CREATE TEMP TABLE space_nd
AS
SELECT i, cube(array_agg(random()::float)) AS c
FROM generate_series(1,1e5) AS i
CROSS JOIN LATERAL generate_series(1,50)
AS x
GROUP BY i;
CREATE INDEX ON space_nd USING gist ( c );
ANALYZE space_nd;
Now we will generate a single point and use the <->
operater to find the nearest point using Eucledian distance.
WITH points AS (
SELECT cube(array_agg(random()::float)) AS c
FROM generate_series(1,50)
AS x
)
SELECT i,
pg_typeof(space_nd.c),
pg_typeof(points.c),
cube_distance(space_nd.c, points.c)
FROM space_nd
CROSS JOIN points
ORDER BY space_nd.c <-> points.c
LIMIT 5;
PostgreSQL 9.6+ supports other distance operators over cube
. All of which can use the GIST index we created. Namely,
a <-> b float8 Euclidean distance between a and b.
a <#> b float8 Taxicab (L-1 metric) distance between a and b.
a <=> b float8 Chebyshev (L-inf metric) distance between a and b.

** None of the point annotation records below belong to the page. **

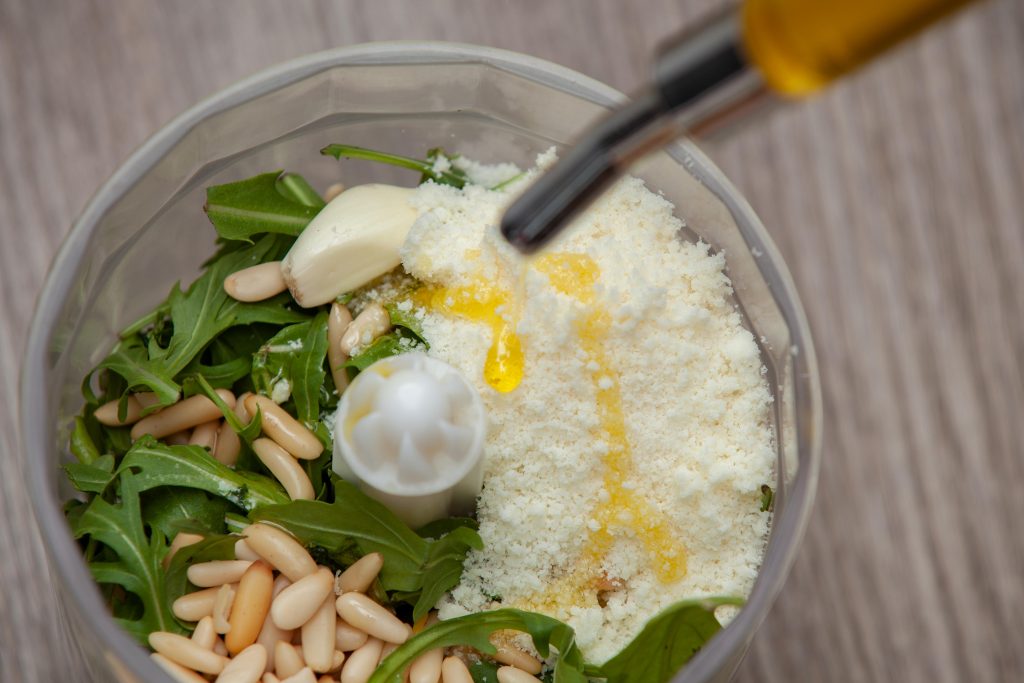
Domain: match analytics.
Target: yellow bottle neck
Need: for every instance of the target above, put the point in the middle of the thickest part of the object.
(800, 46)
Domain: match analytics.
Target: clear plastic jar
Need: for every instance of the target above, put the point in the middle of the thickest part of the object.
(143, 231)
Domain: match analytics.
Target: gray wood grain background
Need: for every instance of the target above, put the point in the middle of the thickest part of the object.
(897, 199)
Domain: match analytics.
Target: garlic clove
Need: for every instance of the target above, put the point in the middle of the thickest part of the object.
(352, 240)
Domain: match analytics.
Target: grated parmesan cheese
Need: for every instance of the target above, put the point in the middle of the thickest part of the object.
(695, 402)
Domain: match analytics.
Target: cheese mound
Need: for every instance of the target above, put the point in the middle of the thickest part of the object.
(574, 525)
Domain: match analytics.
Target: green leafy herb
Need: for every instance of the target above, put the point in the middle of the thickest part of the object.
(452, 176)
(91, 477)
(172, 509)
(667, 642)
(390, 344)
(246, 432)
(483, 672)
(439, 527)
(198, 315)
(407, 321)
(420, 569)
(475, 631)
(296, 188)
(190, 466)
(137, 567)
(223, 375)
(131, 360)
(254, 206)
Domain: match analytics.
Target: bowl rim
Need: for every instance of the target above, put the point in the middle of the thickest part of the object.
(62, 552)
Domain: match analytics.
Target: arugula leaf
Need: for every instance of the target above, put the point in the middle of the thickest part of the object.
(454, 176)
(83, 446)
(439, 527)
(246, 432)
(475, 631)
(159, 465)
(387, 345)
(410, 561)
(137, 567)
(205, 310)
(355, 516)
(207, 550)
(171, 509)
(293, 186)
(443, 566)
(483, 672)
(199, 315)
(295, 355)
(407, 321)
(667, 642)
(222, 375)
(91, 477)
(241, 210)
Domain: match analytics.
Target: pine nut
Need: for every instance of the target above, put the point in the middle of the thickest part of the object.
(368, 326)
(299, 602)
(178, 438)
(513, 675)
(182, 415)
(252, 601)
(287, 659)
(194, 606)
(336, 325)
(227, 445)
(222, 608)
(176, 671)
(285, 468)
(286, 430)
(281, 550)
(304, 676)
(108, 413)
(216, 572)
(244, 552)
(361, 573)
(183, 651)
(360, 665)
(256, 283)
(146, 399)
(333, 191)
(364, 613)
(347, 638)
(455, 671)
(206, 435)
(513, 656)
(205, 634)
(317, 636)
(240, 409)
(247, 667)
(181, 540)
(427, 667)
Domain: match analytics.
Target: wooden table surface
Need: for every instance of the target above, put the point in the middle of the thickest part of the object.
(896, 199)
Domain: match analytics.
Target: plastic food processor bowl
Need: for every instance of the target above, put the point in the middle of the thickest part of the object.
(143, 230)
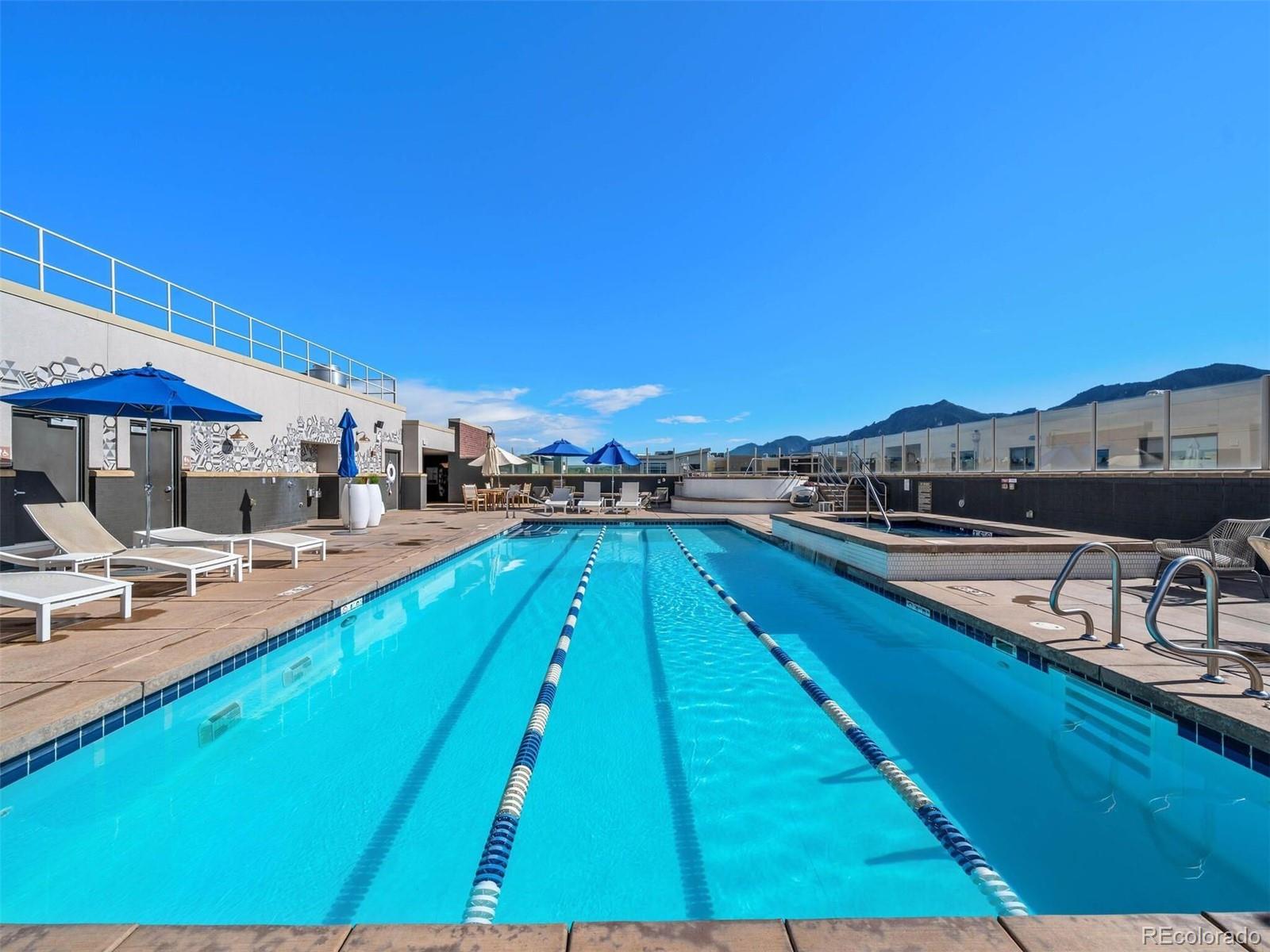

That said there is one caveat,
To make it harder for people to break things, there is a limit of 100 on the number of dimensions of cubes. This is set in cubedata.h if you need something bigger.
You ask for 150 dimensions. That may present a minor complication.
Consider performing dimension reduction first (eg. Principle Component Analysis).
Then your are doing NN in small number of dimensions with higher performance.
You can use Pl/R to perform PCA inside postgres if needed.